The Ri Bhoi District in Meghalaya is on the border of the humid plains of Assam, it is lush and fertile, with picturesque villages and stunning views. Villagers working hard on the land, fields of rice, endless hills scattered with tea gardens and pineapple plants, turmeric, ginger and many other produce. The villages are all agriculture based, and weaving has only recently become a full time profession for some artisans, who are realising the market potential of their product.
The quality of eri silk wherever it is produced depends on many human variables. Although easy to cultivate, care must be taken of the silk worms to ensure they never run out of castor plant leaves to feed on and to ensure they are kept clean as they mature to spin their cocoon. The texture of the thread is dictated by the hand and the skill of the spinner, the natural dyes come from the forests near the weavers’ villages and the weaver working with a floor loom made of local bamboo brings her own sense of creativity to the design. The resulting cloth has many variations, ranging from the heavy and somewhat rigid cloth of the thickly spun yarn, to the fine and softer cloth of the more experienced spinner and weaver. Each piece is like a signature of the artisan. It represents the handmade, the natural environment, and the village lifestyle in sync with its surroundings.
The traditional method of weaving eri silk in Meghalaya is on the thain madan, the floor loom. It is a simple structure made entirely of local materials, bamboo and wood. The warp is stretched between 2 sets of wooden posts, tensioned by a bamboo or wooden beam at the beginning and the end of the warp. Before stretching the warp, a rice paste is applied to strengthen the handspun warp threads. The lewi (string heddles) are set up with each new warp to create the shed between the warp threads. This process of setting up the loom takes 2-3 days to complete and one warp is only ever long enough for one shawl. The snad, the reed used to thread the warp threads through and beat the cloth after each pick or row of weft is also bamboo. It is a thin bamboo at the top and bottom, the teeth, or dents creating the comb of the reed, are thin strips of bamboo, held in place by tightly wound cotton.

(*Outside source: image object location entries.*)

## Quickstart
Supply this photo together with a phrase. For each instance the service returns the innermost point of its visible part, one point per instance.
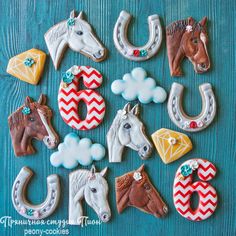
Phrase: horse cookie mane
(180, 25)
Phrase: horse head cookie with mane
(135, 189)
(32, 120)
(127, 130)
(77, 34)
(187, 38)
(93, 187)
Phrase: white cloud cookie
(136, 85)
(75, 150)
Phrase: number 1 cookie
(184, 188)
(69, 97)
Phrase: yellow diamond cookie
(171, 145)
(27, 66)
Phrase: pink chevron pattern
(183, 189)
(69, 98)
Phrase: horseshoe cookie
(28, 210)
(127, 49)
(185, 122)
(184, 188)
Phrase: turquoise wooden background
(23, 24)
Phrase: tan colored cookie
(28, 72)
(171, 145)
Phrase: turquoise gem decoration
(26, 110)
(186, 170)
(30, 212)
(67, 77)
(29, 62)
(143, 53)
(71, 22)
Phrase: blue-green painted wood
(23, 24)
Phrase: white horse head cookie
(78, 35)
(93, 187)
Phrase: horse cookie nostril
(105, 217)
(165, 209)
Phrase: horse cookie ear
(72, 14)
(80, 16)
(141, 168)
(42, 99)
(104, 172)
(127, 107)
(203, 21)
(135, 110)
(28, 101)
(191, 21)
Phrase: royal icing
(136, 190)
(93, 187)
(28, 210)
(32, 120)
(127, 131)
(171, 145)
(69, 97)
(74, 151)
(126, 48)
(27, 66)
(185, 122)
(184, 188)
(187, 38)
(76, 34)
(136, 85)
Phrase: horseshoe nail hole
(194, 201)
(82, 110)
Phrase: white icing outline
(177, 114)
(19, 199)
(124, 46)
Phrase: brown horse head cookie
(32, 120)
(187, 38)
(135, 189)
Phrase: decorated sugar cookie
(184, 188)
(135, 189)
(27, 66)
(171, 145)
(32, 120)
(127, 131)
(185, 122)
(187, 38)
(130, 51)
(77, 34)
(74, 151)
(28, 210)
(93, 187)
(136, 85)
(69, 97)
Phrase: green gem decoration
(143, 53)
(30, 212)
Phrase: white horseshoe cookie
(28, 210)
(126, 48)
(185, 122)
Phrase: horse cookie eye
(127, 126)
(94, 190)
(79, 32)
(146, 186)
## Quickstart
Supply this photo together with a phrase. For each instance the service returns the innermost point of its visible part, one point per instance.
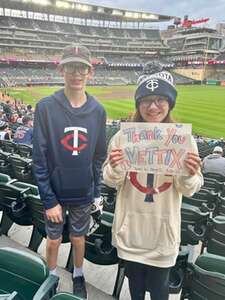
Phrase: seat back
(24, 150)
(13, 296)
(9, 146)
(36, 210)
(64, 296)
(98, 246)
(12, 199)
(192, 216)
(22, 272)
(207, 278)
(108, 195)
(21, 168)
(216, 238)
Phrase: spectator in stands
(5, 132)
(7, 109)
(221, 142)
(24, 134)
(29, 109)
(146, 228)
(68, 151)
(215, 162)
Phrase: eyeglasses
(158, 102)
(82, 69)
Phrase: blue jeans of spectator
(144, 278)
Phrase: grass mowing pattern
(203, 106)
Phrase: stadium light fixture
(100, 10)
(149, 16)
(41, 2)
(129, 14)
(117, 12)
(83, 7)
(62, 4)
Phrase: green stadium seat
(24, 150)
(216, 176)
(108, 195)
(13, 203)
(193, 224)
(64, 296)
(216, 236)
(12, 296)
(5, 166)
(26, 274)
(4, 178)
(36, 212)
(205, 200)
(205, 279)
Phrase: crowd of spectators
(16, 120)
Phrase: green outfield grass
(203, 106)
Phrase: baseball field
(203, 106)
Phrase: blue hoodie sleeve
(100, 156)
(40, 161)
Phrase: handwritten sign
(158, 148)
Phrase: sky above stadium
(213, 9)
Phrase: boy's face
(76, 75)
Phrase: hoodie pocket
(72, 182)
(144, 231)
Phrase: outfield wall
(196, 74)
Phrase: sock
(53, 271)
(77, 271)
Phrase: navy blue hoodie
(69, 147)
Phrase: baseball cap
(76, 53)
(218, 149)
(26, 119)
(3, 124)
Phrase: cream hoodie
(148, 232)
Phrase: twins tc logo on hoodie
(75, 139)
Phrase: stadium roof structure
(83, 10)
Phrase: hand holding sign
(116, 157)
(192, 163)
(160, 148)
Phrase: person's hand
(116, 157)
(192, 163)
(54, 214)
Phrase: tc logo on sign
(152, 84)
(77, 138)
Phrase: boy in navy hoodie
(69, 148)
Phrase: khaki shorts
(75, 218)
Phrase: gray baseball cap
(76, 53)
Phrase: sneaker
(79, 287)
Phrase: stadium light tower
(41, 2)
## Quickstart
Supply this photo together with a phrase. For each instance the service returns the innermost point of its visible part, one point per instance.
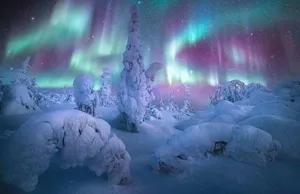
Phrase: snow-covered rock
(232, 91)
(85, 97)
(133, 97)
(17, 99)
(224, 111)
(286, 131)
(80, 139)
(242, 143)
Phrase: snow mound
(225, 112)
(81, 140)
(276, 108)
(231, 91)
(242, 143)
(289, 88)
(17, 99)
(254, 87)
(257, 97)
(286, 131)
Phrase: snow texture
(80, 139)
(242, 143)
(224, 111)
(286, 131)
(85, 97)
(17, 99)
(232, 91)
(105, 97)
(250, 88)
(133, 97)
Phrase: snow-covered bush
(232, 91)
(80, 139)
(171, 106)
(153, 112)
(105, 97)
(17, 99)
(250, 88)
(85, 97)
(21, 76)
(242, 143)
(133, 97)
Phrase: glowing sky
(199, 41)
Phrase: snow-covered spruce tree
(171, 104)
(161, 102)
(232, 91)
(85, 97)
(105, 98)
(21, 76)
(150, 75)
(185, 110)
(132, 96)
(1, 88)
(254, 87)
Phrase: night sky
(201, 42)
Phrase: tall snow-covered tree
(133, 97)
(85, 97)
(161, 102)
(185, 110)
(21, 76)
(187, 101)
(171, 104)
(150, 75)
(105, 98)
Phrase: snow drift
(242, 143)
(17, 99)
(286, 131)
(224, 111)
(80, 139)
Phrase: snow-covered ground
(277, 117)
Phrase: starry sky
(201, 42)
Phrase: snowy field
(219, 174)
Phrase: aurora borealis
(199, 41)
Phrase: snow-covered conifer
(85, 97)
(133, 97)
(105, 98)
(171, 104)
(21, 76)
(161, 105)
(187, 99)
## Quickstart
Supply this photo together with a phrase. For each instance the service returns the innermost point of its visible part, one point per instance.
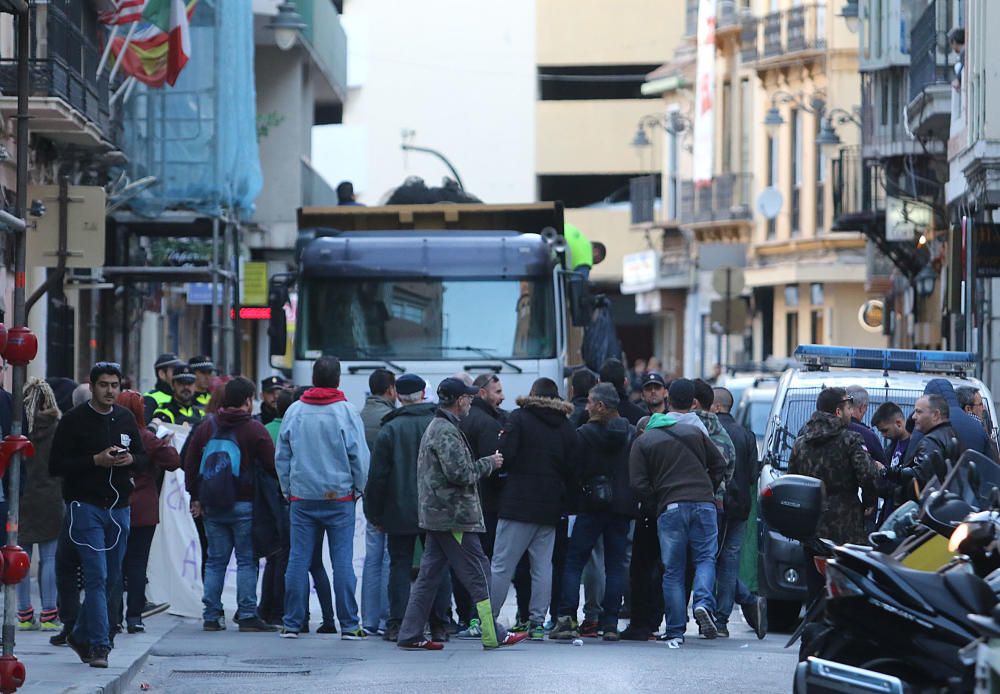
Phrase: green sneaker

The thain madan can be set up anywhere, though today most weavers have a designated space for their workshop area in the compound of the home. Weavers without the workshop space will wrap it up and store away after each session rather than leaving it out, since the pigs, chickens, dogs and young children will damage the warps. Today, many weavers have a frame loom as well as the floor loom, a loom widely used across India. While greatly increasing productivity, (especially in the set-up of the loom) it produces a cloth which could be woven in any part of the country. The floor loom, however slow, is the real essence of eri silk of Meghalaya. It enhances the handmade aesthetic with the uneven and slubby texture of the yarn and the handmade reed, it conveys the humble charm of the artisan and her relationship with the craft. Although it may seem awkward to those of us who live a more urban lifestyle, the posture being so close to the ground is second nature to the artisans, women have been weaving in this way in Meghalaya for generations, and many state that they prefer the floor loom to the frame loom.
The floor loom is used by the Khasi sub-tribes in the Ri Bhoi District, while other local ethnic groups will use adaptations of the frame loom, or some Karbis even weave on backstrap looms. The Khasis are a matrilineal ethnic group, where the family bloodline is passed on through the women. It is a complex society where the family clan is of great importance. Women are respected, though decision making still remains with the men. It is almost always women who weave, although the men will support them by helping with cultivating the silkworms, or making the looms. The photo above is of the Sujai family in Liarbang, showing 5 generations of women in the same family. All, except of course the baby, are weavers.